When Lee explained the improvement, it - naturally - sounded simple.

"You can't get behind hitters," he said. "Get strike one and stay ahead of them. If they're going to get on base, make them swing."

As he became more successful on the field, he became more careful, more taciturn away from it.

If you didn't know any better, you'd swear the Arkansas native was as hollow as the huge empty mailing tube that sat in front of his sparsely decorated locker at Citizens Bank Park. (It was sent by Mitch Williams and though it almost certainly contained some kind of hunting or fishing equipment, Lee didn't want to confirm its contents.)

While his teammates' lockers were crammed with photos, posters, bobbleheads and other evidence of their idiosyncrasies, Lee's contained a single can of Skoal and two snapshots of son Jaxon and daughter Maci, hung low and almost out of sight.

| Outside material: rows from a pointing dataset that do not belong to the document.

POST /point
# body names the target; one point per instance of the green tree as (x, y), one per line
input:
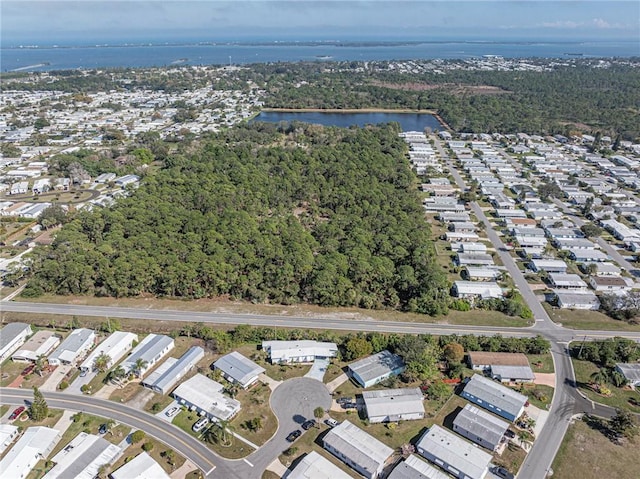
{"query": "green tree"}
(38, 410)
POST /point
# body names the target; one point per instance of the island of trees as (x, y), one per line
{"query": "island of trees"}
(266, 213)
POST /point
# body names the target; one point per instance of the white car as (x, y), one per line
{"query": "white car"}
(172, 411)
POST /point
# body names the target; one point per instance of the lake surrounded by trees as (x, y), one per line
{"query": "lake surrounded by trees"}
(408, 121)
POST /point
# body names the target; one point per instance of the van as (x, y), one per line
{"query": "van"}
(200, 424)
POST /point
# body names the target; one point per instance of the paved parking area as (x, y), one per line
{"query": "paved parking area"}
(318, 369)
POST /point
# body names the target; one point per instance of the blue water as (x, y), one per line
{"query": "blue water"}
(408, 121)
(222, 54)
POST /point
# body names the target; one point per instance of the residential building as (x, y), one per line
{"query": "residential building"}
(477, 289)
(238, 369)
(143, 466)
(453, 454)
(494, 397)
(631, 371)
(74, 347)
(480, 427)
(115, 346)
(40, 344)
(415, 468)
(357, 449)
(392, 405)
(302, 351)
(83, 457)
(376, 368)
(315, 466)
(201, 394)
(12, 336)
(35, 444)
(165, 382)
(150, 350)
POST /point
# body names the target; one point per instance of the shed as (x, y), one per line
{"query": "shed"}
(378, 367)
(494, 397)
(391, 405)
(480, 427)
(238, 369)
(357, 449)
(453, 454)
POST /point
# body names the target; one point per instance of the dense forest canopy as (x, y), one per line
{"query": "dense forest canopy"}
(289, 213)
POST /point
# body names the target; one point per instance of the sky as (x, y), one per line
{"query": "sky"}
(90, 21)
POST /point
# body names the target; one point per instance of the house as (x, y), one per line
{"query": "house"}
(8, 433)
(576, 300)
(73, 348)
(610, 284)
(392, 405)
(83, 457)
(35, 444)
(548, 265)
(376, 368)
(238, 369)
(315, 466)
(631, 372)
(566, 281)
(494, 397)
(357, 449)
(415, 468)
(477, 289)
(115, 346)
(480, 427)
(203, 395)
(143, 466)
(12, 336)
(149, 351)
(302, 351)
(163, 380)
(453, 454)
(40, 344)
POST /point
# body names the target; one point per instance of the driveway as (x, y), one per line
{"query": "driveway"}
(318, 369)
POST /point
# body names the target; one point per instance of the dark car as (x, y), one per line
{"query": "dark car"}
(308, 424)
(502, 472)
(294, 435)
(16, 412)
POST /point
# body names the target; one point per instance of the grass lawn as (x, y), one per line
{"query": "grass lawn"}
(167, 458)
(90, 424)
(238, 449)
(255, 403)
(586, 453)
(619, 396)
(541, 363)
(593, 320)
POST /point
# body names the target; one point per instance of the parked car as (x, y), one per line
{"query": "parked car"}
(172, 411)
(16, 412)
(502, 472)
(294, 435)
(331, 422)
(200, 424)
(308, 424)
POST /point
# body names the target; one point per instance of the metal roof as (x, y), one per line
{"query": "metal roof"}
(388, 402)
(481, 424)
(466, 457)
(376, 366)
(415, 468)
(358, 446)
(240, 368)
(496, 394)
(315, 466)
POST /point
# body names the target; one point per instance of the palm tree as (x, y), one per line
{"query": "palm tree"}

Jaxon, who was diagnosed with leukemia as an infant, quickly overcame the illness. ("He's fine now," said Lee.)

DeBriyn cautioned anyone who might mistake Lee's simplicity for shallowness.

"Don't think he's not sharp," said DeBriyn. "He's just really focused. Cliff knows what he wants and he knows how to go after it."

So today, if the Phillies lefthander looks a little too relaxed on the mound, don't be fooled. He's just keeping it simple.

"I'm just going to try to do what I've done my whole career," he said. "Naturally, there will be a little more adrenaline and excitement. But you have to find a way to channel that and not let it become a distraction. . . . I try to win every game I pitch. This isn't going to be any different."